We are a people that moves, never settling in one place. The word teshuva means return, indicating a sedentary lifestyle is not preferred within Judaism. This week, I had attended the Sinai Akiba Academy Moving Up ceremony. The 5th graders were moving up to middle school. Yes, they will be in the same building come September with the same group of friends and even the same teachers, but these were not the same children I taught on Zoom for the last 15 months. And these were not the same children I sang Bib-Bam and Shalom Aleichem with sitting on a pre-school carpet six years ago.

Yet, at the same time, they were exactly the same children.

They were not moving on…they were moving up.

When Moses gives directions to the spies in the land, he tells them to scout the Negev region first. Rashi explains that area has small hills with little scenery. The message is–start small. They would see a land they could manage and inhabit, and only then would they be able to accept the greater landscape of grand mountains and cities full of giants.
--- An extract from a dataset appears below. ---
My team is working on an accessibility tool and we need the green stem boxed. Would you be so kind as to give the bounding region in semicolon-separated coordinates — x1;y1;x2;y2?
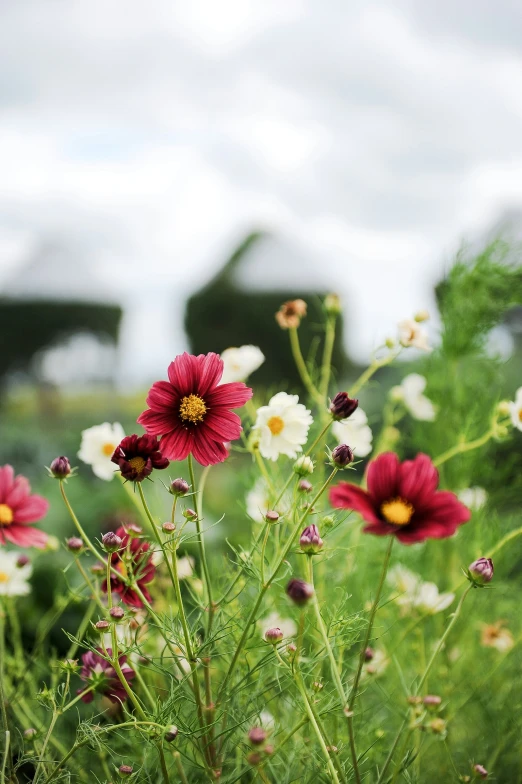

On this same verse, the Chassidic Rebbe of Zhytomyr taught, “Start small. Gradually develop an appreciation for the good stuff.”

These 5th graders started small. It took years to get to the point in which they stood before their parents this week, explaining the blessings of elementary school and their hopes and dreams of middle school. At that moment, I could only think of the words we recite at a baby naming or brit milah ceremony, zeh hakaton gadol yi-h-ye. This little child should grow large in stature.

Every day is a time to move up…for each of us.